In section 5.1 of Amari's book, when discussing statistical manifolds, the author states that, given a manifold whose points are probability distributions, one can identify tangent vectors $\boldsymbol e_i$ with the score functions, that is, $$\boldsymbol e_i \approx \partial_i \log p(x,\boldsymbol\xi).$$ Here $\boldsymbol\xi$ is the parameter defining the manifold, and $x$ labels the possible outcomes. I understand why tangent vectors should be functions of $x$, as in this context points are probability distributions, that is, functions $x\mapsto p(x,\boldsymbol\xi)$. However, I don't quite understand where this particular expression for the tangent vectors comes from. In fact, naively, at least for discrete distributions, I would have guessed tangent vectors to simply have the form $\partial_i p(x,\boldsymbol\xi)$, without the normalization factor arising from the log derivative.
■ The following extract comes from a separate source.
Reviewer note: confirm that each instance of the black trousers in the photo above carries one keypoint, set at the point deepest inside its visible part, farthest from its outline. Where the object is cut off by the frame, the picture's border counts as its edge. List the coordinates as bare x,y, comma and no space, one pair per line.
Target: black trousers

This expression seems to be compatible with the Fisher information metric, introduced shortly thereafter as $$\langle\boldsymbol e_i,\boldsymbol e_j\rangle = \mathbb{E}[\partial_i \log p(x,\boldsymbol \xi)\partial_j \log p(x,\boldsymbol\xi)],$$ but if I understand the context correctly, this seems a bit backwards: the metric should comes from the expression for tangent vectors.
A possible solution to the conundrum is that what the author means is that one can choose a chart for the manifold with respect to which tangent vectors have this particular expression. This doesn't seem to be stated explicitly in the text, however. Is this correct, and if so, how can one see it explicitly?